One of the sections in the newsletter contains articles of lists, for example: “10 best perks for employees,” “4 ways to tell you’re about to be fired,” “25 best websites for business,” etc. Lists like these are very popular online and generate a ton of hits for the authors. They’re usually always quick reads, too, which is good if you’re in a hurry — which most people seem to be.

In my never-ending search for entrepreneurship work-life balance (which many of these articles promise me is achievable), I’ve come across so much conflicting advice that it just boggles the mind. I’ve come to the conclusion that if you’re in business for yourself, you just pretty much have to do what works for you and your sanity. And when you feel something start to snap, it’s time to make a change.

One article will tell you to book a month’s worth of vacation every year. Another one will tell you that six weeks is what you deserve, not a month. And yet another one will tell you that if you even take five minutes to go to the bathroom, well then you deserve nothing short of immediate bankruptcy and a public flogging for daring to look away from your computer screen for five minutes like the uncommitted jerk you are!

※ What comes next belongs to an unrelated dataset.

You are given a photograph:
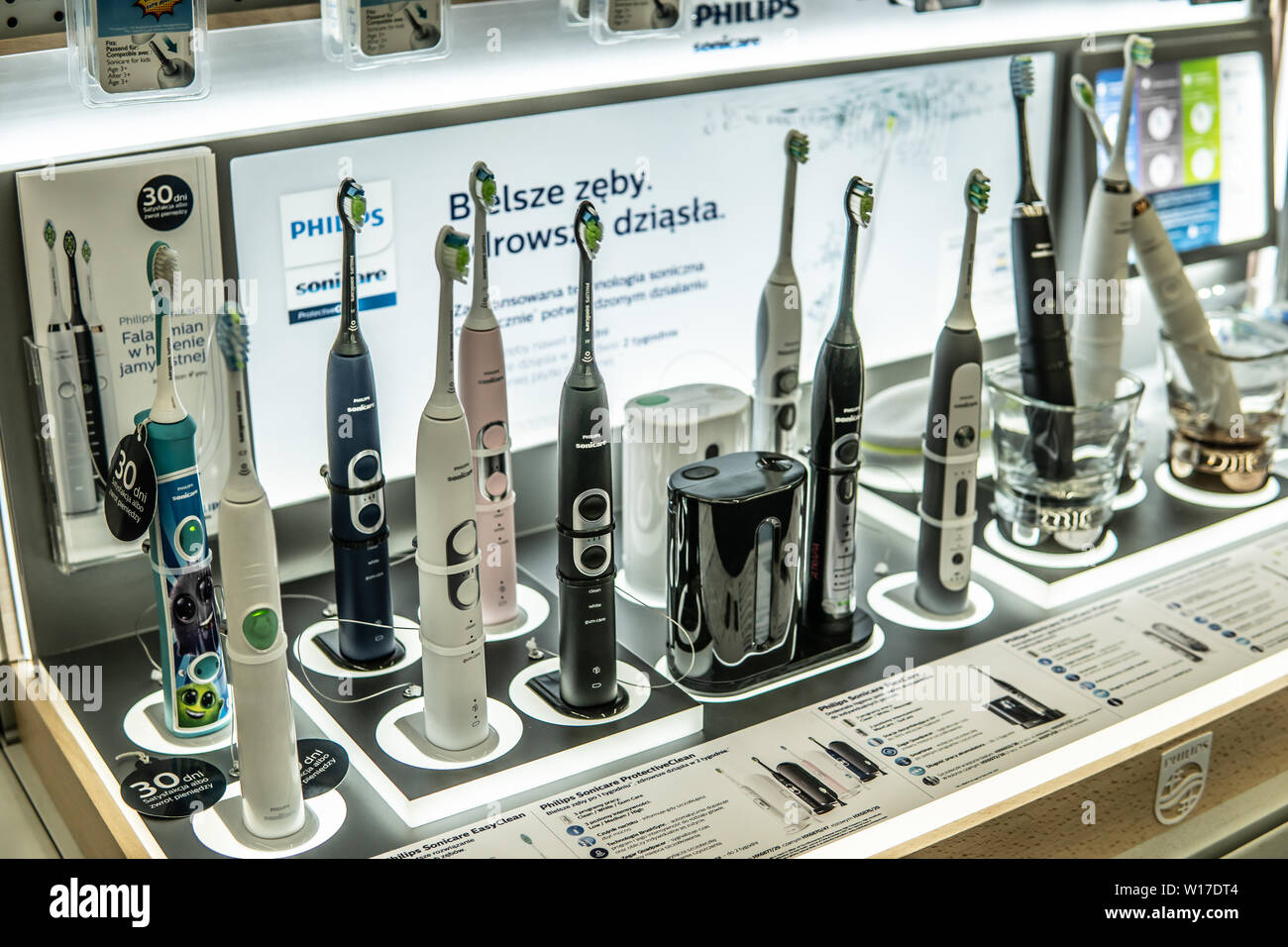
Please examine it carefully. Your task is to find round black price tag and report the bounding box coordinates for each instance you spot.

I have to admit, I’m a bit confused. I’m terrible at taking vacations, so when I read an article about how healthy and necessary it is to take time off (I agree, by the way), I read another one shortly afterwards that berates any entrepreneur who’s so pathetic that they feel the need to actually rest.

Isn’t that what three hours of sleep per night are for? You can rest then. Oh, and there’s Christmas Day. Maybe. And that’s only if you didn’t sleep for six months in order to ensure the universe doesn’t fall apart while you’re chowing down on your turkey dinner while trying not to collapse from fatigue face down onto your plate.

Perhaps I need to find a happy medium — like taking a week off and crying the entire time. Eventually, I’d probably faint from dehydration from shedding so many tears and would end up in the hospital, hopefully heavily sedated. That would be a good way to rest, no? OK, maybe not. Maybe then I could write one of those list articles and post it to my blog. “10 ways to stop listening to others’ dumb advice.”

In fairness, there’s always something in these articles that provides some level of wisdom. Not everything, but something. I just wish it wasn’t all so contradictory at times. One article tells you to work 24/7 or you’re not worthy of calling yourself an entrepreneur, while another tells you that if you’re not home by 5 p.m. every day, your business owns you and you don’t own your business and shame on you, loser!

So many clichés, so little time. Everything has a nugget of truth in it, I just wish there was a rule book out there that would give a clear set of failure-proof guidelines. I do sincerely think that taking six weeks off per year and going home at 5 p.m. every night is a ridiculously unrealistic dream if you own your own business. There are exceptions, of course, but I haven’t met anyone yet.

It’s hard work, but I love it. It’s challenging and rewarding. Sure, I get tired. Who doesn’t? But you have to give yourself a break sometimes. I know I have to give myself a swift kick when I get tired and berate myself. An entrepreneur I was talking to the other day was complaining that he got tired and had to rest. He blamed it on age. When I asked him what time it was, he said it was 9 p.m. when he got tired. Yeah, it was 9 p.m., but he was probably awake at 5 a.m. and working diligently since then. Tired at 9 p.m.? You should get a medal, not feel bad about it. We’re only human.

I’ve done that too many times. I’m hard on myself for feeling worn out by 5 p.m., not taking into account that I’ve been awake since 6 a.m. and worked the entire day, including a working lunch with clients and no other breaks. So, 11 hours later, I need to rest for a bit and watch television and perhaps even, horrors, take a short nap. Others in the regular working world, meanwhile, are home by 5 p.m. and had a few breaks and an entire hour for lunch. And paid vacation. And benefits.

I don’t begrudge them anything, of course, but there are benefits to being an entrepreneur, too. The harder I work, the more money I make. I set my own schedule and don’t have to answer to anyone — except for my clients, of course. If I want to make more money, I just get more clients or more projects. If I worked for someone else, especially if you work for a set salary, earning more money is extremely difficult. Raises are often so minuscule and far apart that you barely even notice them.

But at least the income of a regular salaried job is usually predictable, barring a layoff. When you’re in business for yourself, there are good months and bad months — good years and bad years. Last year for me was not great. The year before was good. This year is spectacular and I’m on track for my best year yet. For that, I’m grateful.

So I’m not sure which lists to believe. Should I risk a good year and take time off that I really can’t afford to take? Or should I continue working like a dog? I’ll take working like a dog for now, thank you very much. I’ve been poor; I’ll take being tired any day of the week over wondering how I’m going to pay the bills.